Clash of civilizations.

It occurs to me that there are people — bloggers, particularly — who have put a good bit of thought into the matter of terrorism, yet have never read Samuel Huntington’s seminal work, “The Clash of Civilizations.” Not the book by that title, but the original article, as published in Foreign Affairs in 1993. In it, Huntington famously (and contentiously) declared “the end of history” (which is to say, the end of post-Westphalian liberal democracy) and that, with the Cold War over, a new “clash of civilizations” will inevitably come about:

Westerners tend to think of nation states as the principal actors in global affairs. They have been that, however, for only a few centuries. The broader reaches of human history have been the history of civilizations. In A Study of History, Arnold Toynbee identified 21 major civilizations; only six of them exist in the contemporary world.

Civilization identity will be increasingly important in the future, and the world will be shaped in large measure by the interactions among seven or eight major civilizations.

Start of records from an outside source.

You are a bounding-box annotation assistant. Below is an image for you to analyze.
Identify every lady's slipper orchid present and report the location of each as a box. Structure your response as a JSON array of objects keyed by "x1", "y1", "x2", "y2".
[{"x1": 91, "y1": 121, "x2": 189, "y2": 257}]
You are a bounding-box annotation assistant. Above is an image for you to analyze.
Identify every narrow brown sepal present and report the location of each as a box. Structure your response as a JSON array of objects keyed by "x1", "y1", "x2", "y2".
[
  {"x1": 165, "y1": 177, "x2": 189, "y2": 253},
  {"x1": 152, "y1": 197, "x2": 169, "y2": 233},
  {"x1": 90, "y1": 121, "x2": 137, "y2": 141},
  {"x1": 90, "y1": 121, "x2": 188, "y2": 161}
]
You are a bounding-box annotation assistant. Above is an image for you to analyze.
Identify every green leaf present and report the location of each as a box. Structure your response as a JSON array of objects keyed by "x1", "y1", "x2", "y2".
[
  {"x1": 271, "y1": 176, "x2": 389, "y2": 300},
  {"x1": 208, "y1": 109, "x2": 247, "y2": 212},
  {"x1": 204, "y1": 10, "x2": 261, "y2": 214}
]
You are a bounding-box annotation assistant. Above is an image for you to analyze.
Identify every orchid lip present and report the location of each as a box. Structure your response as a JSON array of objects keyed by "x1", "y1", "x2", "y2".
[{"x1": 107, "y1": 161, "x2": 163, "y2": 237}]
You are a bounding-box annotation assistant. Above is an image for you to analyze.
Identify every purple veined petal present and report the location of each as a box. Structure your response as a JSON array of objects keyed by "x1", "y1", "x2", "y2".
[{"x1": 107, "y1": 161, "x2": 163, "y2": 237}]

These include Western, Confucian, Japanese, Islamic, Hindu, Slavic-Orthodox, Latin American and possibly African civilization. The most important conflicts of the future will occur along the cultural fault lines separating these civilizations from one another.

[…]

Civilization rallying to date has been limited, but it has been growing, and it clearly has the potential to spread much further. As the conflicts in the Persian Gulf, the Caucasus and Bosnia continued, the positions of nations and the cleavages between them increasingly were along civilizational lines. Populist politicians, religious leaders and the media have found it a potent means of arousing mass support and of pressuring hesitant governments. In the coming years, the local conflicts most likely to escalate into major wars will be those, as in Bosnia and the Caucasus, along the fault lines between civilizations. The next world war, if there is one, will be a war between civilizations.

I can’t overstate the importance of being familiar with “The Clash of Civilizations,” at least for anybody with a passing interest in geopolitics. While some see Huntington as discredited, in light of recent global events, others see him as highly prescient. I count myself, cautiously, as among the latter.

Published by Waldo Jaquith

Waldo Jaquith (JAKE-with) is an open government technologist who lives near Char­lottes­­ville, VA, USA. more »

4 replies on “Clash of civilizations.”

  1. Waldo, don’t fall into the civilizations trap. Huntington’s thesis is a convenient excuse for xenophobes and religious bigots to justify a modern-day crusade against Muslims and to maintain some of the racist undertones that marked U.S. imperial policy at the turn of the last century. I don’t think Huntington intended fo that, but those are the types who are drawn to his thesis.

    I recommend Charles Kupchan’s book “The End of the American Era.” Kupchan looks at foreign trends and U.S. tendencies with a much more discerning eye than Huntington, and Kupchan also keeps a longer perspective. His predictions about Europe, however, appear dated due to the French and Dutch reluctance to ratify the EU Constitution.

  2. I have re-read Huntington’s article over the years and, to this day, I still take issue with him putting the lid on Communism. I think Capitalism is enjoying a resurgence but I find it hard to believe that society will never make a good faith effort again to care for one another.

  3. Waldo, that comment was nowhere near what I was talking about. Sure, bigots have used the Bible for their own ends, but they have a hard time getting around the example Jesus set with the Samaritan woman (John 4), the story of the Good Samaritan (Luke 10), the opportunity for the Ethiopian official to be saved (Acts 8) and the words of St. Paul in Galatians 3:28: “There is neither Jew nor Greek, slave nor free, male nor female, for you are all one in Christ Jesus.”

    In other words, those who use the Bible to divide and oppress must use justifications that are out-of-context and do not follow the life and example of Jesus of Nazareth. With Huntington, however, those who preach cross-cultural conflict and bloody wars (get them before they get us) need not take one jot or tittle out of context.

    I don’t mind you recommending a book that is often cited by the cultural warriors as a causus belli in order to increase understanding about their twisted minds. What I do mind is when you call him “highly prescient,” or hint he might be so.